If I couldn’t stop him, then at least someone was needed to make him keep the minimum line.
To begin with, now that I had heard the story, there was no way to back out. That was the promise we had made.
“I-I’ll do it too.”
“You’re the one who said that this time, right? Not Ian?”
“Th-that’s right. But I have a question too.”
“What is it?”
“Do you have a p-plan?”
Of course he did. There was no way he would suggest stealing first without even having a plan.
Reuban nodded.
“I’ve got about three, but two of them are rejected.”
“Wh-what are they?”
“One is beating him up and taking it.”
Was he insane?
He was calling that a plan?
“Why not do it?”
Ian looked at Reuban with an indifferent expression.
“If you just smack him on the head once...”
“No, if we hit him hard enough to send him to the hospital, that would be a real big problem.
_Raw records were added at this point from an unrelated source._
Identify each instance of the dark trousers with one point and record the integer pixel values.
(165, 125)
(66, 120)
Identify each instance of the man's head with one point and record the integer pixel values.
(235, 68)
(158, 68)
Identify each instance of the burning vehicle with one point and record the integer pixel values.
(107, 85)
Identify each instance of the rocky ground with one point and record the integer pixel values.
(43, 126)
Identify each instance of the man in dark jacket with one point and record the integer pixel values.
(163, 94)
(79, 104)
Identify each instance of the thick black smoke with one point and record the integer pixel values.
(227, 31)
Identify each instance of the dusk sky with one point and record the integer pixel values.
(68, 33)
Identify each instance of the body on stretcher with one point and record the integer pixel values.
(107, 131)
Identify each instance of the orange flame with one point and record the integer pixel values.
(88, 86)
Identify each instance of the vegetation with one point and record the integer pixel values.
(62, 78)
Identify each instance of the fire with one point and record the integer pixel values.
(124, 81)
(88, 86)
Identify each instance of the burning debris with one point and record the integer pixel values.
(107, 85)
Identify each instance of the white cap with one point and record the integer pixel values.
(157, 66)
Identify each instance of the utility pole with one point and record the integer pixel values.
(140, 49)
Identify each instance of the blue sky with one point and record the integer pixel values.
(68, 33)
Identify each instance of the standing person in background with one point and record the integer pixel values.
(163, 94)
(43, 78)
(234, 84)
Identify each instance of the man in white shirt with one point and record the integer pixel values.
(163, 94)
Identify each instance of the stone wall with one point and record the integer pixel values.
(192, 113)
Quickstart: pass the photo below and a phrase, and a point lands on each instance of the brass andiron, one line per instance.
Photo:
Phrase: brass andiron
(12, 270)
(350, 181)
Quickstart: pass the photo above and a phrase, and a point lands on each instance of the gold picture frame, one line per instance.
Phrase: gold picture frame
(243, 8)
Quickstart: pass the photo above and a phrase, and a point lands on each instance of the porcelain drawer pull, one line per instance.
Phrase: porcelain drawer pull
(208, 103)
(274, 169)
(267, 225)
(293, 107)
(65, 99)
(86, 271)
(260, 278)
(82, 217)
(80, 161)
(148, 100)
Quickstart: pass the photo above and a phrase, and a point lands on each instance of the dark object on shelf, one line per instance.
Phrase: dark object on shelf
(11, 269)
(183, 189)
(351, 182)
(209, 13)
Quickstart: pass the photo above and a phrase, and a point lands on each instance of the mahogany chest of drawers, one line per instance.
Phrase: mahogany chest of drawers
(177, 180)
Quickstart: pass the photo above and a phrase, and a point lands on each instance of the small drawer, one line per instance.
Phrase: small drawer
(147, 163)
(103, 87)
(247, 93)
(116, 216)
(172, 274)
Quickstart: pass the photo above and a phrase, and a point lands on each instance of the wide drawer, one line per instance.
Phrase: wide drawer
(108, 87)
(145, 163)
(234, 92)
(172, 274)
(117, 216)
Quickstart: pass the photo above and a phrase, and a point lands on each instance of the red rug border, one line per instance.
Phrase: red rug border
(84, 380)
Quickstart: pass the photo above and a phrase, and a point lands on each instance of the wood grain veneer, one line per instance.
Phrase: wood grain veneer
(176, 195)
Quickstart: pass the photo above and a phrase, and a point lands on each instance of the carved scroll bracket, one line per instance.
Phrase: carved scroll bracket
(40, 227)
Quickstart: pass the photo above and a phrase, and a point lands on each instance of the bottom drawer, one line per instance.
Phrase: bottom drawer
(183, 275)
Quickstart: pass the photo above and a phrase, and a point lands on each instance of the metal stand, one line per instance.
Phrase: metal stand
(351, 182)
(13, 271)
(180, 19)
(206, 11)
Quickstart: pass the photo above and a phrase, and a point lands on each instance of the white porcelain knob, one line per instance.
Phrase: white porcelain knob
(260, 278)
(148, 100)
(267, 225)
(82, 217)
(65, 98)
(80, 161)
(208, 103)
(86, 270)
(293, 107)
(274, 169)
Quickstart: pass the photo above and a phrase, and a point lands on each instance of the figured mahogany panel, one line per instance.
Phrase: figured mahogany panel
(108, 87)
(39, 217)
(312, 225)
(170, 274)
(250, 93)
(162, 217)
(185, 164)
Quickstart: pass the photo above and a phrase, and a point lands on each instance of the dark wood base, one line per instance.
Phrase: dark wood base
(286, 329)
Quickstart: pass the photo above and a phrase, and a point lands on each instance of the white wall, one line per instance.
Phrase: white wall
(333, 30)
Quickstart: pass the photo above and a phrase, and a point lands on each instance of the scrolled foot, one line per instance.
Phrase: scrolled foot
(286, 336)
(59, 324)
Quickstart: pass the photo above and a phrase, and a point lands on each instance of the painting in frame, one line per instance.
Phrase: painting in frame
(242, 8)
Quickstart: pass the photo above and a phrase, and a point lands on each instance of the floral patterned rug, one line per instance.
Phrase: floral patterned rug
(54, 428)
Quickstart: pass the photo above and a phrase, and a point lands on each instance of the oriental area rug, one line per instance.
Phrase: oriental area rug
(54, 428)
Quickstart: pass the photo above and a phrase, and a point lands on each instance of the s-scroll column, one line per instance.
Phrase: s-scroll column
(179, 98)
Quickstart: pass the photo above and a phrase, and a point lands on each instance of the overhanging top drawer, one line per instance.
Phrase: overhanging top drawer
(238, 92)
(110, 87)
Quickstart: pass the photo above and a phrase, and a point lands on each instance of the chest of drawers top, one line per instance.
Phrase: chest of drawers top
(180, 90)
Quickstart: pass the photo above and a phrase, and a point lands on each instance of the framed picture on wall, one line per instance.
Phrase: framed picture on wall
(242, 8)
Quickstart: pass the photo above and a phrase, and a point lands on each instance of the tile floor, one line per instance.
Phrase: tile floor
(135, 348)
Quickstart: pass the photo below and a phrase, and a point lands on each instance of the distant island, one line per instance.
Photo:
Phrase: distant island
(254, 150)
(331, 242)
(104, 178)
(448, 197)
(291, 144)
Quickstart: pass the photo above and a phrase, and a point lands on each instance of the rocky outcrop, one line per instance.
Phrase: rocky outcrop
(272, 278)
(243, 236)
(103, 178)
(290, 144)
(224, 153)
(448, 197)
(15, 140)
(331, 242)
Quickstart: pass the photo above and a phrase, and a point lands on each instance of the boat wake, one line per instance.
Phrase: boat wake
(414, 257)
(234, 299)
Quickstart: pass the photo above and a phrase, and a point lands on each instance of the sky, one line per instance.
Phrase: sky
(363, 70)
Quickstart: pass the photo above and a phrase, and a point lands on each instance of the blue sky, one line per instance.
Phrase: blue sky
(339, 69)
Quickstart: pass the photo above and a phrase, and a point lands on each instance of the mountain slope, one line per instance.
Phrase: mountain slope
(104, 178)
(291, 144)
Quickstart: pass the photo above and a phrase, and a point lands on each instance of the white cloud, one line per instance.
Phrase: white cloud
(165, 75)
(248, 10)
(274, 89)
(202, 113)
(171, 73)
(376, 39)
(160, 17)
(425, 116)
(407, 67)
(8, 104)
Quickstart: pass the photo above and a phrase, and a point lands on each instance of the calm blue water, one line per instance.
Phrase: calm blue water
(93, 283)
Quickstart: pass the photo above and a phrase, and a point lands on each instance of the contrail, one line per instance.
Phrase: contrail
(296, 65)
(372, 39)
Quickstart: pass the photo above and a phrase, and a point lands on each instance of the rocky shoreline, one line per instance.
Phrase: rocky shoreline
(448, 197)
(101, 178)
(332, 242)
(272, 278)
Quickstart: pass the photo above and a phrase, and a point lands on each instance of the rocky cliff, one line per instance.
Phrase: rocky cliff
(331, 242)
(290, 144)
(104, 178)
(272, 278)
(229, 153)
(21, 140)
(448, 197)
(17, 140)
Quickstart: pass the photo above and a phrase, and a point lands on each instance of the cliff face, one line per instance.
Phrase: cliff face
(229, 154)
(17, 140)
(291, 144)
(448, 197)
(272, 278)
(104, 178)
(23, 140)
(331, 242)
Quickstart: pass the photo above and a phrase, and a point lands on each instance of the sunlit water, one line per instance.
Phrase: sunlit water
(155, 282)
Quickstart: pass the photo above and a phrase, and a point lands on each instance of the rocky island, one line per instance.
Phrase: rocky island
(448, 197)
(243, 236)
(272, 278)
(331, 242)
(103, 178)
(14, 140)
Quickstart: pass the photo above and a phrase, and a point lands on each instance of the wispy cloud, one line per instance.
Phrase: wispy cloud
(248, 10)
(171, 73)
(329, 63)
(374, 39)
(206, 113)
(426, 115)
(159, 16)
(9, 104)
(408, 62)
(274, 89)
Obviously, we can’t do that. It was a joke.”
“Just lightly...”
“I said we’re not doing it.”
Ian put on a slightly regretful expression, then nodded.
“Is he, uh. Is he always like that?”
“Yes.”
“You don’t have it easy either.”
Reuban looked at Ian as if dumbfounded, then raised three fingers. And immediately folded one.
If he was going to explain it like that, shouldn’t he have had his hand up from the start?
“The second is infiltration. We sneak into Darka Sinis’s room at dawn and steal the smartwatch without anyone noticing.”
That sounded somewhat realistic.
“Less realistic than beating him up and taking it.”
Huh.
“Uh, why?”
Wasn’t it much better than beating him up and taking it?
When I voiced my question, Ian looked down at me with the expression of someone gazing at a truly foolish human being.
“Every cadet’s room is opened and closed by the Academy’s special devices. The windows are the same. It’s obvious that hacking is impossible, and if physical damage is inflicted, the safety device activates immediately.”
I felt like I had heard of a safe that worked like that.
A safe where, if someone tried to force open the safe door, the safety device inside the safe would instead activate, making it impossible to open by any method.
“It’s only natural. The Academy spends billions of credits to train a single elite pilot.”
I’d heard that training a fighter pilot alone required over seven hundred million, so training a Titan pilot would cost even more. Suddenly, I understood the safe-like issue.
Since cadets were the most expensive things in the Academy, of course they had to be put in safes.
“So, what’s the third?”
At Ian’s question, Reuban grabbed the hologram of Darka Sinis. When he slowly opened his clenched fist, what remained in his hand was only the hologram of a smartwatch.
“We steal it.”
No, so how are we stealing it?
This was so frustrating I could die.